Sabemos que toda boa música, inclusive a secular que seja dom perfeito como arte, desce do “Pai das Luzes” (Tiago 1:17), e se torna muito útil para desenvolvimento e formação, bem como educação do gosto. O que nos faz bem, como dieta musical durante a semana, nos ajuda a apreciar e utilizar a música sacra em nossa adoração e nas horas sagradas do Sábado. Esta dieta, porém, está na música erudita, e nunca na popular.

Deus sempre fez diferença entre o sacro e o profano, e deixou, como já vimos, orientações para que Sua Igreja o pudesse fazer também. Onde está então o problema? Será que ainda existem pessoas se iludindo com a ideia de “conservar” alguém na igreja, deixando-o praticar livremente música popular na própria igreja? Perdido dentro com a sensação de estar salvo é muito pior do que saber que está perdido fora por não querer entrar, afora o risco de influenciar aos de dentro também para a perdição.

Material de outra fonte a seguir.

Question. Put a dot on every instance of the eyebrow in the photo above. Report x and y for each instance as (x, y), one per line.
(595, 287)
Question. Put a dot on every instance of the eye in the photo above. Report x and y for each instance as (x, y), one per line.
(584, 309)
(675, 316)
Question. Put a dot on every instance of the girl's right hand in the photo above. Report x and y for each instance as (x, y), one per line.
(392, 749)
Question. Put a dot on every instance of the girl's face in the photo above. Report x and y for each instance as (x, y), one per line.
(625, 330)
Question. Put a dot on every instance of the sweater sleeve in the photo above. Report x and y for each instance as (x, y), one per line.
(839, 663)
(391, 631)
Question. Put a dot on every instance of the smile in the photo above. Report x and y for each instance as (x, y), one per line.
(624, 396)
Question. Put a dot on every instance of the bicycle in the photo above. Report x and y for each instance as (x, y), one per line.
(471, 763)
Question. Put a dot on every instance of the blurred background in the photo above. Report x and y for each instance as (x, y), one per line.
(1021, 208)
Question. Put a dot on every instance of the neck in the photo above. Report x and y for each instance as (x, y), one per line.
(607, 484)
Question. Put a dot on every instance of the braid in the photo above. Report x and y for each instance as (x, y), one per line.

É triste ver principalmente os jovens ávidos em busca de algum material novo, formando pastas com “xerox” dos quatro cantos do mundo, tudo no estilo “country”, “tender rock”, “spiritual”, tudo música popular religiosa; compositores nacionais e estrangeiros se esmerando em introduzir a “pimenta” do ritmo quente como tempero da dieta musical jovem; e, pior do que isto, os arranjadores desvirtuando os grandes hinos da música sacra para torná-las “música de café”, no dizer de Caldeira Filho, antigo critico musical do maior jornal brasileiro.

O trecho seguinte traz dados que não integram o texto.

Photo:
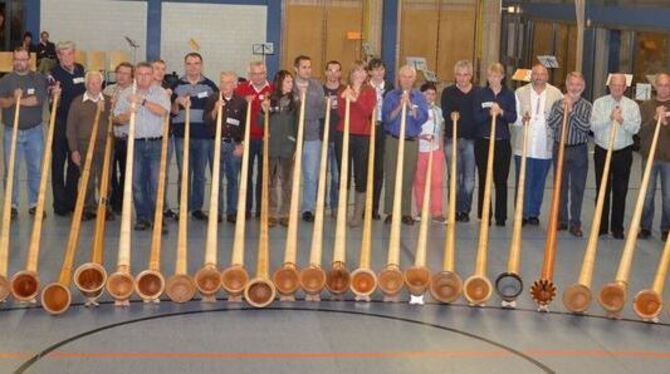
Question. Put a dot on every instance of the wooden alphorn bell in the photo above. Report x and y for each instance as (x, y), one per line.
(260, 292)
(391, 279)
(150, 283)
(363, 279)
(287, 278)
(446, 286)
(180, 288)
(25, 284)
(208, 278)
(90, 278)
(577, 298)
(5, 285)
(543, 290)
(509, 284)
(477, 289)
(56, 297)
(313, 277)
(235, 277)
(613, 295)
(338, 278)
(121, 284)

O resultado ainda mais triste é vermos uma geração se formando acostumada a se conformar com o nível rasante da música “pop”, sabendo apenas apreciar o vazio dos corinhos, apresentando perante o mundo, através de seus cânticos, atestados de pobreza cultural e espiritual. Como dói!

Ah, Laodicéia, “nem sabes que és desgraçada, e miserável, e pobre, e cega e nua” (Apoc. 3:17).

Haverá solução? Estará tudo perdido? Graças a Deus, não! Ele é especialista em casos difíceis e há milhares que ainda não dobraram seus joelhos a Baal!